High School

A deli wraps its cylindrical containers of hot food items with plastic wrap. The containers have a diameter of 5.5 inches and a height of 3 inches.

What is the minimum amount of plastic wrap needed to completely wrap 8 containers?

Round your answer to the nearest tenth and approximate using [tex]\pi = 3.14[/tex].

A. 51.8 in²
B. 99.3 in²
C. 595.8 in²
D. 794.4 in²

Answer :

The minimum amount of plastic wrap needed to completely wrap 8 cylindrical containers, each with a diameter of 5.5 inches and a height of 3 inches, is approximately 794.4 square inches. Therefore, the correct option is D.

To determine the minimum amount of plastic wrap needed to completely wrap 8 cylindrical containers, we must calculate the surface area of one container and then multiply it by 8. Given the diameter is 5.5 inches, the radius (r) is half of that, or 2.75 inches. The height (h) of the container is 3 inches.
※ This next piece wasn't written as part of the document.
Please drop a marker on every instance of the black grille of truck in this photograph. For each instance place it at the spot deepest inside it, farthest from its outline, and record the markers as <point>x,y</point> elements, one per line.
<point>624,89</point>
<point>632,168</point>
The surface area (A) of a cylinder can be calculated using the formula

A = 2pi*r*h + 2pi*r^2,

where the first term represents the area of the side of the cylinder, and the second term is the area of the top and bottom circles (lids of the cylinder).

Plugging in our given values:

A = 2 * 3.14 * 2.75 * 3 + 2 *s 3.14 * (2.75)^2.

This gives us

A = 51.7 + 47.6

= 99.3 inches(^2) for one container. For 8 containers:

99.3 * 8 = 794.4 inches(^2).

Therefore, the minimum amount of plastic wrap needed to wrap 8 containers is approximately 794.4 square inches.